|
Size kaç ‘A Takımı’ lazım: Fidan-Kalın-Güler…

Seçim ertesi yeni kabine ortaya çıkınca herkes önce Dışişleri, Savunma, Ekonomi bakanlıklarına, takiben Milli İstihbarat Teşkilatı’nın başına gelecek isimlere baktı…

Normal. Bu makamlar devletin omurgasıdır. Ekonomiyi uzmanlarına bırakıyorum. Fakat diğerleri üzerinden, “acaba bundan sonra Türk Dış Politikası, Ulusal Güvenlik anlayışı nasıl olacak” türünden bir merak tartışılmaya başlandı. Bir çizgiye kadar doğal karşılanabilir. Çünkü herkesin bir yoğurt yiyişi, stili, meseleleri ele alış biçimi var. Ancak gayrısı tat kaçırır…

Bu tartışmaların gayesi, Türkiye-Batı ilişkileri üzerine umutsuz bir temenninin ötesine geçmez. Hatta geçemez. Konjonktürel olarak kimi olaylarda, Türkiye-ABD, Türkiye-AB ilişkilerinde iyileşmeler olabilir ama bunlar
Ankara’nın bütün olarak ‘dünyayı tarif edişinde” Batı’nın yerini değiştiremez…

Mesela Türkiye, İsveç’in NATO üyeliğini onaylayabilir. Kişisel görüşümü çok yazdım, konuştum, tekrarlamayayım, ‘Finlandiya dahi’ dedim hep, taktik hamle olarak onaylandı, taktik doğrudur, zamanla menfi sonuçları olursa da hatırlatırız. Fakat İsveç meselesinde kamuoyu daha somut çıktılar görmelidir. Şu an böyle bir söz konusu değil.
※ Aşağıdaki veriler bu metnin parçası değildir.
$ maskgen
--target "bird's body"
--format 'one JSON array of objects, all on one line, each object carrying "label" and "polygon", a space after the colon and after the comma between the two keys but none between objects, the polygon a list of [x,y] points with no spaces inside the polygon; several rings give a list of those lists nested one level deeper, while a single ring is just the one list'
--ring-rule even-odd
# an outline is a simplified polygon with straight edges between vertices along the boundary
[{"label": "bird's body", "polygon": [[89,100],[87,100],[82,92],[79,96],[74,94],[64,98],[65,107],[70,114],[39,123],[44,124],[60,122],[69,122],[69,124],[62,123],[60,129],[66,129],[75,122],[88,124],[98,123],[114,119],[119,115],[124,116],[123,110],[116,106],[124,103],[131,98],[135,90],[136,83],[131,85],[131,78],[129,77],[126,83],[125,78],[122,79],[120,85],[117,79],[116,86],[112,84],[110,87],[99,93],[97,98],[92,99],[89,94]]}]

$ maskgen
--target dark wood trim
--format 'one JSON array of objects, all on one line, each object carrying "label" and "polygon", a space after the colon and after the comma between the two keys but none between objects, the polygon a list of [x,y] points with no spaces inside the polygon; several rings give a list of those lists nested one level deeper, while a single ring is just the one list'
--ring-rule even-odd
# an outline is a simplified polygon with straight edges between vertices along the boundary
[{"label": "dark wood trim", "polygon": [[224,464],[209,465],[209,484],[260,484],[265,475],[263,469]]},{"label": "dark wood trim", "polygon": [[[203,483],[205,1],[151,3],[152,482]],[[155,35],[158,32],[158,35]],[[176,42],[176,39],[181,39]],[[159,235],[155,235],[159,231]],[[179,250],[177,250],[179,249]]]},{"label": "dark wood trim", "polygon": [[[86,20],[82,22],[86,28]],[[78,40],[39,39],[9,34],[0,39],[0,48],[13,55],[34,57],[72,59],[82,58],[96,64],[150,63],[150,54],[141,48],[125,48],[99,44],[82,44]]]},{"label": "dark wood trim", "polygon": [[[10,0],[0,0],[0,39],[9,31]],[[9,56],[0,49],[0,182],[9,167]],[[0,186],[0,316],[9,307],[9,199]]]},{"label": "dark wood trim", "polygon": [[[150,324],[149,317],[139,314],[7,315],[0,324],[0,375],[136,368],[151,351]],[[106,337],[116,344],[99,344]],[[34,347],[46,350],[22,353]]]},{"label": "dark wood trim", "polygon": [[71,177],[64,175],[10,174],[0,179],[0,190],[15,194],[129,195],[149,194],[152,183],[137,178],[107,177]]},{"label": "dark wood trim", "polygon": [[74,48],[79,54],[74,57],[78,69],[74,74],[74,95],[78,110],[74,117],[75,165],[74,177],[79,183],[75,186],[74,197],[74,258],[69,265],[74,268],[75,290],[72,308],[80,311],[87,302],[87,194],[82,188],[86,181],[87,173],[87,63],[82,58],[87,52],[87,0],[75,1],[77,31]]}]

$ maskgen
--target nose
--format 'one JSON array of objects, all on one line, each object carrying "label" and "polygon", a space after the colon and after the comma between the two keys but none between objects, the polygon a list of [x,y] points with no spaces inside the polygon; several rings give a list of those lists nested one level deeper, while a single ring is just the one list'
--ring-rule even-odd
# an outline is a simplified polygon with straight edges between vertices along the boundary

Şimdi, biz daha Sayın Akar’a, Sayın Çavuşoğlu’na, MİT’teki görevi nedeniyle Sayın Fidan’a teşekkür dahi edemeden, ‘yeni bir kadro’ diyerek, yani; “Dışişleri Bakanı Sayın Hakan Fidan, Savunma Bakanı Sayın Yaşar Güler, MİT Başkanı Sayın İbrahim Kalın artık görevdedir” diyerek, Türkiye’nin dış politika eğilimlerinde eski Batı yönelimli çizgiyi piyasaya sürmek,
en önce bu isimlere daha mesailerinin ilk günlerinde büyük haksızlık, kimse kusura bakmasın terbiyesizlik olur.
‘HER TÜRLÜ DIŞ ETKİDEN BAĞIMSIZLIK’...
Bu isimler, tıpkı selefleri gibi Türkiye’nin en zor zamanlarında ağır sorumluluklar üstlenmiş, insan omuzunun taşıyacağı ağırlıkların çok üstünde yüklerin altına girmiştir. Buradan da hem başarıyla hem de yüksek tecrübeler biriktirerek başka makamlara yürümüşlerdir. Tecrübeleri içinde en kıymetlisi,
dünyadaki ana aktörlerin karakterlerini tam görmeleridir.
Bu “görme hali” bugün Türkiye’nin dış politikasını ve ulusal güvenliğini oluşturan “
devlet bakışı
”dır…

Esasen, Sayın Fidan’ın Dışişleri Bakanlığı devir-teslim törenindeki cümleleri kâfidir…

“Devletimizin
her türlü dış etkiden bağımsızlığı
ve milletimizin iradesinin egemenliğine dayalı
milli
dış politika vizyonumuzu sürdüreceğim”…

Nokta.

‘Milli dış politika’ nedir biliyoruz ve yıllardır izliyoruz. “Her türlü dış etkiden bağımsızlık”taki “
her türlü”yü doldurmaya başladığınızda, içine Amerika da girer, Avrupa da girer, Rusya ve Çin de girer. Ama ‘sıralaması’ da böyledir!..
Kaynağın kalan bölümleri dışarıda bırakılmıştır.